And video-game companies could use the new lenses to immerse players in a virtual world without restricting their range of motion.
A team led by Babak Parviz, assistant professor of electrical engineering at the University of Washington, used manufacturing techniques at the microscopic level to combine a flexible, biologically safe contact lens with an imprinted electronic circuit and lights. Such an electronic lens overlays a head-up display on the user’s visual field.
“This is a very small step, but I think it’s extremely promising,” says Parviz. The prototype device contains an electric circuit as well as red LEDs for a display, which is not yet functional. Installing or removing the bionic lenses should be as easy as popping a contact lens in or out, says Parviz.
Building the lenses was a challenge because materials that are safe for use in the body, such as the flexible organic materials in contact lenses, are delicate. Manufacturing electrical circuits, however, involves inorganic materials, extreme temperatures, and toxic chemicals.

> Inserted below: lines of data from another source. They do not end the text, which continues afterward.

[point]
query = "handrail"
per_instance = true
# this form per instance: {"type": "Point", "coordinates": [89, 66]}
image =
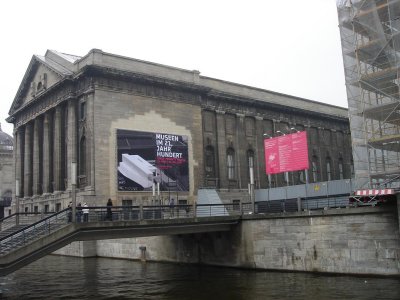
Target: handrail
{"type": "Point", "coordinates": [33, 224]}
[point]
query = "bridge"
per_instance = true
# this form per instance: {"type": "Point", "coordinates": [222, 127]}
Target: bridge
{"type": "Point", "coordinates": [26, 237]}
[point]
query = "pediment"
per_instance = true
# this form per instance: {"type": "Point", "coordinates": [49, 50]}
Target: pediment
{"type": "Point", "coordinates": [42, 73]}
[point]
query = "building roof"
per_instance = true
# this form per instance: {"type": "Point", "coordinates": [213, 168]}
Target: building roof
{"type": "Point", "coordinates": [69, 66]}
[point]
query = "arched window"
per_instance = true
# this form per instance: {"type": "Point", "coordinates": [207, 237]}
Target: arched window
{"type": "Point", "coordinates": [314, 168]}
{"type": "Point", "coordinates": [340, 167]}
{"type": "Point", "coordinates": [352, 169]}
{"type": "Point", "coordinates": [328, 169]}
{"type": "Point", "coordinates": [82, 156]}
{"type": "Point", "coordinates": [230, 163]}
{"type": "Point", "coordinates": [209, 162]}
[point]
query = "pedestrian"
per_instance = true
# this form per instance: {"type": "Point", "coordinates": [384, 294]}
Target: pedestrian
{"type": "Point", "coordinates": [171, 206]}
{"type": "Point", "coordinates": [85, 211]}
{"type": "Point", "coordinates": [109, 212]}
{"type": "Point", "coordinates": [69, 213]}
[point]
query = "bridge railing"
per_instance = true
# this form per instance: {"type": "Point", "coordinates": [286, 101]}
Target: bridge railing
{"type": "Point", "coordinates": [21, 236]}
{"type": "Point", "coordinates": [138, 212]}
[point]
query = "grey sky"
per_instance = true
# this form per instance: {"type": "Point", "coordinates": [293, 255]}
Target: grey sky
{"type": "Point", "coordinates": [291, 47]}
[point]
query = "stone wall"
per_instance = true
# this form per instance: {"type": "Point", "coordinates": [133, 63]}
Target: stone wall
{"type": "Point", "coordinates": [350, 241]}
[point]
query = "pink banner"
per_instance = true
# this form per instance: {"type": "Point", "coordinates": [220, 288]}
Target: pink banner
{"type": "Point", "coordinates": [286, 153]}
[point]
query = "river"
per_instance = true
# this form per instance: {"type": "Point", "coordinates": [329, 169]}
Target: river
{"type": "Point", "coordinates": [61, 277]}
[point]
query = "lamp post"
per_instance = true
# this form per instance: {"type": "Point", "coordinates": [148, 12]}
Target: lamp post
{"type": "Point", "coordinates": [17, 194]}
{"type": "Point", "coordinates": [73, 192]}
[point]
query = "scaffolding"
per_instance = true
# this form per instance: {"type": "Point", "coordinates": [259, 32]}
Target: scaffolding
{"type": "Point", "coordinates": [370, 37]}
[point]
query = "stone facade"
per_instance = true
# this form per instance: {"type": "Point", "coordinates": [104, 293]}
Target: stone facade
{"type": "Point", "coordinates": [69, 109]}
{"type": "Point", "coordinates": [6, 173]}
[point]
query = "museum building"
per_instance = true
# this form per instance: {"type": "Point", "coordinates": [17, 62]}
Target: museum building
{"type": "Point", "coordinates": [138, 132]}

Researchers built the circuits from layers of metal only a few nanometers thick. They constructed LEDs one-third of a millimeter across and placed the electrical components onto a sheet of flexible plastic. The shape of each tiny component dictates which piece it attaches to, a microfabrication technique known as self-assembly. Capillary forces the same forces that drive water upward in plants pull the pieces together.
The prototype lens does not correct the wearer’s vision, but the technique could be used on corrective lenses, Parviz says. And all the gadgetry won’t obstruct a person’s view.
“There is a large area outside the transparent part of the eye for placing instrumentation,” Parviz says. Future improvements could add wireless communication. Researchers hope to power the electronics with radio-frequency power and solar cells on the lens.
A full-fledged display won’t be available for a while, but a basic version could be operational soon.